Notice of Pre-AIA or AIA Status
The present application, filed on or after March 16, 2013, is being examined under the first inventor to file provisions of the AIA .
DETAILED ACTION
Continued Examination Under 37 CFR 1.114
A request for continued examination under 37 CFR 1.114, including the fee set forth in 37 CFR 1.17(e), was filed in this application after final rejection. Since this application is eligible for continued examination under 37 CFR 1.114, and the fee set forth in 37 CFR 1.17(e) has been timely paid, the finality of the previous Office action has been withdrawn pursuant to 37 CFR 1.114. Applicant's submission filed on Jan 7, 2026 has been entered.
Allowable Subject Matter
Claims 8 and 14 are objected to as being dependent upon a rejected base claim, but would be allowable if rewritten in independent form including all of the limitations of the base claim and any intervening claims.
Claim Objections
Claim 13 is objected to because of the following informalities: In claim 13, line 1 recites “A of claim 9, wherein …”. It appears that this a typo and it was intended to recite: “A system of claim 9, wherein …”. Appropriate correction is required.
Response to Arguments
Applicant’s arguments, filed Jan 7, 2026, with respect to how the newly amended claim features differ from the prior art cited in the last office have been fully considered. These arguments are found to be persuasive. Therefore, the rejection has been withdrawn. However, upon further consideration, a new ground(s) of rejection is made in this office action.

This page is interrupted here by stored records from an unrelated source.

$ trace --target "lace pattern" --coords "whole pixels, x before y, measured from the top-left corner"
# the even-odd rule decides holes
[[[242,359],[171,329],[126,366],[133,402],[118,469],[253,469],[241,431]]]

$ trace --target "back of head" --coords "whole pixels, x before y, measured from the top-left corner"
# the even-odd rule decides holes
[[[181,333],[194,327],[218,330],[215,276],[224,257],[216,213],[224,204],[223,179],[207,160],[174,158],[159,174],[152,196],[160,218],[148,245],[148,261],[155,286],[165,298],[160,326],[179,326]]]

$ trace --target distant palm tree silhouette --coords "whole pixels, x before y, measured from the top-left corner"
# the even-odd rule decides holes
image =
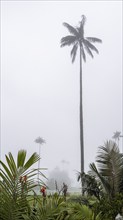
[[[84,25],[86,17],[82,15],[79,26],[73,27],[68,23],[63,25],[68,29],[71,35],[61,39],[61,47],[73,46],[71,50],[72,63],[75,61],[77,50],[80,50],[80,155],[81,155],[81,172],[84,172],[84,134],[83,134],[83,107],[82,107],[82,58],[86,62],[86,52],[93,58],[92,51],[99,53],[97,48],[92,43],[102,43],[102,40],[95,37],[84,36]]]

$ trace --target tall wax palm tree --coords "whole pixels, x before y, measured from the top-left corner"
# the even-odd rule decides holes
[[[83,134],[83,105],[82,105],[82,59],[86,62],[86,52],[93,58],[92,51],[99,53],[97,48],[92,43],[101,43],[102,40],[95,37],[85,37],[84,26],[86,17],[82,15],[82,19],[79,26],[73,27],[68,23],[63,25],[68,29],[71,35],[63,37],[61,39],[61,47],[72,46],[71,58],[72,63],[75,61],[77,50],[80,53],[80,156],[81,156],[81,173],[84,172],[84,134]]]

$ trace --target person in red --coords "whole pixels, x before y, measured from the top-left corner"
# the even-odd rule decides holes
[[[45,186],[41,187],[40,192],[42,193],[43,197],[46,197],[46,187]]]

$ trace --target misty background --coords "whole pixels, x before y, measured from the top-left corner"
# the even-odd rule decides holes
[[[19,149],[38,153],[50,176],[80,171],[79,55],[60,48],[62,25],[87,18],[85,36],[99,55],[83,64],[85,171],[98,146],[122,129],[122,1],[1,1],[1,159]],[[119,142],[123,150],[122,139]]]

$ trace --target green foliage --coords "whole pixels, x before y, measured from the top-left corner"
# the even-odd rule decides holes
[[[123,155],[116,143],[107,141],[99,147],[96,162],[97,167],[94,163],[90,164],[91,171],[100,181],[103,192],[112,199],[123,189]]]
[[[6,164],[0,161],[0,219],[23,219],[30,212],[31,190],[37,185],[37,169],[30,169],[39,160],[37,153],[26,161],[26,151],[20,150],[17,163],[11,153],[6,155]]]

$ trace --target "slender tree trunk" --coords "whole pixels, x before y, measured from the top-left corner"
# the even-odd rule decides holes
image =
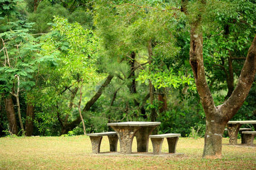
[[[34,105],[29,101],[27,104],[27,114],[26,116],[25,131],[26,135],[31,137],[33,135],[34,124],[35,117]]]
[[[18,116],[19,117],[19,124],[20,125],[20,128],[22,129],[22,134],[25,135],[25,131],[24,130],[23,124],[22,123],[22,118],[21,116],[20,113],[20,105],[19,104],[19,76],[18,75],[15,75],[15,77],[17,78],[18,80],[18,87],[17,87],[17,92],[15,94],[11,92],[11,94],[12,94],[14,97],[16,97],[16,101],[17,102],[18,105]]]
[[[182,1],[181,11],[187,14],[185,2]],[[201,0],[199,2],[204,5],[206,1]],[[203,157],[220,158],[221,157],[222,136],[224,128],[243,104],[254,80],[256,72],[256,36],[248,50],[236,88],[224,104],[215,107],[204,73],[201,15],[199,14],[196,20],[191,24],[189,62],[206,117]]]
[[[87,102],[85,107],[82,109],[82,113],[85,113],[88,111],[90,107],[94,104],[94,103],[98,100],[103,92],[103,91],[108,86],[112,80],[113,76],[109,75],[105,80],[104,83],[101,85],[98,91],[95,94],[95,95],[90,99],[88,102]],[[67,134],[69,131],[72,130],[76,128],[81,122],[80,116],[77,116],[76,120],[71,122],[63,123],[61,126],[61,134]]]
[[[158,100],[161,102],[159,106],[159,113],[163,113],[167,110],[166,95],[164,94],[158,95]]]
[[[85,125],[84,124],[84,119],[82,118],[82,112],[81,112],[81,102],[82,102],[82,86],[81,85],[81,87],[80,88],[80,97],[79,99],[79,103],[78,108],[79,108],[79,115],[80,116],[81,121],[82,124],[82,128],[84,129],[84,134],[86,135],[86,130],[85,130]]]
[[[151,40],[148,40],[147,42],[147,50],[148,52],[148,64],[150,65],[150,73],[151,71],[150,67],[152,63],[152,56],[153,55],[153,53],[152,51],[152,45],[151,45]],[[154,101],[155,100],[155,96],[154,94],[154,92],[155,89],[154,88],[153,84],[152,84],[152,82],[151,80],[149,80],[149,92],[150,95],[150,104],[151,104],[151,113],[150,114],[150,120],[151,122],[155,121],[156,118],[156,112],[155,111],[155,108],[154,107]]]
[[[17,122],[16,121],[15,112],[13,106],[13,99],[11,96],[9,95],[5,99],[5,109],[8,118],[9,130],[11,134],[18,135],[19,132],[18,130]]]

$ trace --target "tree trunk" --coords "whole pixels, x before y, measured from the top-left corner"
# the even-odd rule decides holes
[[[34,105],[28,101],[27,104],[27,114],[26,116],[25,124],[25,133],[27,137],[31,137],[33,135],[33,121],[35,117],[34,109]]]
[[[147,50],[148,52],[148,64],[150,65],[149,72],[151,71],[150,67],[152,63],[152,56],[153,55],[153,52],[152,51],[152,45],[151,40],[148,40],[147,42]],[[156,113],[155,111],[155,108],[154,105],[154,101],[155,100],[155,96],[154,95],[154,92],[155,89],[154,88],[153,84],[152,84],[152,81],[149,80],[149,92],[150,95],[150,104],[151,105],[151,113],[150,114],[150,120],[151,122],[155,121],[156,118]]]
[[[81,87],[80,88],[80,96],[79,98],[79,103],[78,108],[79,108],[79,115],[80,116],[81,121],[82,124],[82,128],[84,129],[84,134],[86,135],[86,130],[85,130],[85,125],[84,124],[84,118],[82,118],[82,113],[81,112],[81,102],[82,102],[82,86],[81,85]]]
[[[10,95],[5,99],[5,108],[8,118],[9,130],[11,134],[18,135],[17,122],[16,121],[15,112],[13,107],[13,99]]]
[[[82,109],[82,113],[85,113],[86,111],[89,110],[90,107],[94,104],[94,103],[98,100],[103,92],[106,87],[110,83],[113,76],[112,75],[109,75],[106,78],[104,83],[101,85],[101,87],[98,91],[95,94],[95,95],[90,99],[88,102],[87,102],[85,107]],[[61,134],[64,134],[68,133],[70,130],[73,130],[81,122],[81,117],[80,116],[77,116],[76,120],[71,122],[63,123],[61,125]]]
[[[182,11],[187,14],[185,1],[181,2]],[[206,1],[201,0],[199,2],[203,5]],[[215,107],[204,73],[201,15],[199,14],[196,20],[191,24],[189,62],[206,117],[203,157],[220,158],[221,157],[222,136],[225,126],[243,104],[254,80],[256,71],[256,36],[249,49],[235,90],[224,104]]]
[[[16,97],[16,101],[17,102],[17,105],[18,105],[18,116],[19,117],[19,124],[20,125],[20,128],[22,129],[22,135],[25,135],[25,131],[24,130],[24,127],[23,127],[23,123],[22,122],[22,118],[21,116],[21,113],[20,113],[20,105],[19,104],[19,76],[18,75],[15,75],[15,77],[17,78],[18,80],[18,84],[17,84],[17,92],[16,94],[14,94],[13,92],[11,92],[11,94],[12,94],[14,97]]]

Claim Rejections - 35 USC § 102
The following is a quotation of the appropriate paragraphs of 35 U.S.C. 102 that form the basis for the rejections under this section made in this Office action:
A person shall be entitled to a patent unless –
(a)(1) the claimed invention was patented, described in a printed publication, or in public use, on sale or otherwise available to the public before the effective filing date of the claimed invention.

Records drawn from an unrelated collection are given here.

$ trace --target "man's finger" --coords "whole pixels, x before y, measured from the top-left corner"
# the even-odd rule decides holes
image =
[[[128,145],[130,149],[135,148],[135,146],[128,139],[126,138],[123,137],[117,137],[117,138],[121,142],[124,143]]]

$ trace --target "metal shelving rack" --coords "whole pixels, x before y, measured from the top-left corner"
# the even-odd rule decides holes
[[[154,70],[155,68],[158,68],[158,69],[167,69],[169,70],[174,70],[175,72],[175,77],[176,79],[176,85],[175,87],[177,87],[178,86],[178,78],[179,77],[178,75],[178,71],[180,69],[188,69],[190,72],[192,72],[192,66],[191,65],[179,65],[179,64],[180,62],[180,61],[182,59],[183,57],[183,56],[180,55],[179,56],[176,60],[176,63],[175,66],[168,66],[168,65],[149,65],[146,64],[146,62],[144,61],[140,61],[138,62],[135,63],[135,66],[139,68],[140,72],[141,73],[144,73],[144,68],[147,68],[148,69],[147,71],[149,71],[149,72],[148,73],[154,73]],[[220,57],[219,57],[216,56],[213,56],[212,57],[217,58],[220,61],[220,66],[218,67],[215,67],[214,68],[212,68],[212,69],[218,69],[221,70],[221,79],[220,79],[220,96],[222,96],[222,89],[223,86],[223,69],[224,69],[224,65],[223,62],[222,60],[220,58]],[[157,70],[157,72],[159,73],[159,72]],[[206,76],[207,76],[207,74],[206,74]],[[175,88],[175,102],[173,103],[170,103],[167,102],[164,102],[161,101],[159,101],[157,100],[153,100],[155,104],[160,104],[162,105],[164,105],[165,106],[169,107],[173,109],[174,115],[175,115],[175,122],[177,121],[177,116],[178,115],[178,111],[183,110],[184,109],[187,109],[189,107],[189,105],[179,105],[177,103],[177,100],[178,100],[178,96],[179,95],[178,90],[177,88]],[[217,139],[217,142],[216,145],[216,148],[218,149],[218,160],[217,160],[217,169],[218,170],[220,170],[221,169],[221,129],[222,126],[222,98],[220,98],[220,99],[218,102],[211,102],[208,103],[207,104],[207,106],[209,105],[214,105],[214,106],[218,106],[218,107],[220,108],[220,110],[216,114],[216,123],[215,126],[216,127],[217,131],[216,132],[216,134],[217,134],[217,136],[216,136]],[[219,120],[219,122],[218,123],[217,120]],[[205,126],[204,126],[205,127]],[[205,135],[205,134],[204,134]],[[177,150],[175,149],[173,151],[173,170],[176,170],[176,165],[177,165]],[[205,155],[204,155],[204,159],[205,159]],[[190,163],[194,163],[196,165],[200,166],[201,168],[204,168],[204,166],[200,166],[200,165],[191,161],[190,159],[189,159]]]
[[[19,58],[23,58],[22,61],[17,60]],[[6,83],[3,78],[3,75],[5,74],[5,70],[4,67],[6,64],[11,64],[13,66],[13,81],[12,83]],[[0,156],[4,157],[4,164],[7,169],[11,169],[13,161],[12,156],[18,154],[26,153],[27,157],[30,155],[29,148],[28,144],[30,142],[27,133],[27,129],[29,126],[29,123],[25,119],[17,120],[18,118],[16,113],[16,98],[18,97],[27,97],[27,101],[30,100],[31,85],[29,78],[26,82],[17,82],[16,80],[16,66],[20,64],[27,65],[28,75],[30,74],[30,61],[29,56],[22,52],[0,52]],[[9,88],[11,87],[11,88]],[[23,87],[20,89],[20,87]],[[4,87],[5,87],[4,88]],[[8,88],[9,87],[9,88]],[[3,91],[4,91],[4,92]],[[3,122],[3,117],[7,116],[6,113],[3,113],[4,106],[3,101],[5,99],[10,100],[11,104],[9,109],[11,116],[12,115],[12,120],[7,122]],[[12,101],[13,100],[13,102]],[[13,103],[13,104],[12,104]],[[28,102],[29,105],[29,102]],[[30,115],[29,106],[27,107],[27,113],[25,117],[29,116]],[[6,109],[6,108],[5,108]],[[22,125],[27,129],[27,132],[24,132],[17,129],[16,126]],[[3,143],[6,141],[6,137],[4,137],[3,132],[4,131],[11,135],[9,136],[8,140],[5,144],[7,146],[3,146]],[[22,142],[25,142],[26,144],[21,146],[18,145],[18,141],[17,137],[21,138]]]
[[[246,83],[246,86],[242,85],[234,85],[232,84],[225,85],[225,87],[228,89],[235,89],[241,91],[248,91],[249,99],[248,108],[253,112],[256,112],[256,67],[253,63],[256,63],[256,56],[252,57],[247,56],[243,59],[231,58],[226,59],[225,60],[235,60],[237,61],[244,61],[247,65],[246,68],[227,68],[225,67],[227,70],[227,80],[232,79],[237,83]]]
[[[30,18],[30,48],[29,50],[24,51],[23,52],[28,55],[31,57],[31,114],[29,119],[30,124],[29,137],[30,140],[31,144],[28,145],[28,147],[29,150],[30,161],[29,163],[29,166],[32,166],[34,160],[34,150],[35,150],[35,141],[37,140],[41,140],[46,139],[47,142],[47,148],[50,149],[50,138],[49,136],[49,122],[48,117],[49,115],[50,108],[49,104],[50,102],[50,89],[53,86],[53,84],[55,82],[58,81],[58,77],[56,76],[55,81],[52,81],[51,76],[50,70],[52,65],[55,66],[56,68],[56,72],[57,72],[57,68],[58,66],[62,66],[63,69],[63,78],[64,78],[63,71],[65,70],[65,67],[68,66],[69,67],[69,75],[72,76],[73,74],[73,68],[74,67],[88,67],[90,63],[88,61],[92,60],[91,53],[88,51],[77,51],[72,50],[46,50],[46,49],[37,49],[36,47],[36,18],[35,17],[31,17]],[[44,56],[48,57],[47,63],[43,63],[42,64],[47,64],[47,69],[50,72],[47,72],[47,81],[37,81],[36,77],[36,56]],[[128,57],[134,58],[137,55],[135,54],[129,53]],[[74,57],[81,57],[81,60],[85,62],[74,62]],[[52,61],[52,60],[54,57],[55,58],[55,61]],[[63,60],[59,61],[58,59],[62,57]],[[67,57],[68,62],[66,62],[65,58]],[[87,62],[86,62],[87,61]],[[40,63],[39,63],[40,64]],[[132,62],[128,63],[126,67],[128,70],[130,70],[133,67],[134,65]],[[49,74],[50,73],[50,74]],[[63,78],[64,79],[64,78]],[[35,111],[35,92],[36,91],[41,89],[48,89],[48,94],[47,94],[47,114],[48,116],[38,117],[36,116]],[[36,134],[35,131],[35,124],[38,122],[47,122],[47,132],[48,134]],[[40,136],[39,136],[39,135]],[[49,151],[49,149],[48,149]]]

Claims 1-3, 5-6, 9-10, 12-13, 15-17, and 19-24 are rejected under 35 U.S.C. 102(a)(1) as being anticipated by Zhou (NPL Doc, “LAFITE : Towards Language-Free Training for Text-to-Image Generation”).
As per claim 1, Zhou teaches the claimed:
1. A method comprising:
generating a plurality of generated text-image pairs by inputting a plurality
of bare images (Zhou in section 3, 1st paragraph “A natural idea to avoid human captioning in constructing image-text pair training data is using an off-the-shelf image captioning model that can automatically generate captions for the collected training images … In this paper, we resort to solving an easier problem: one may directly generate text features rather than text descriptions, to avoid the use of image captioning models.”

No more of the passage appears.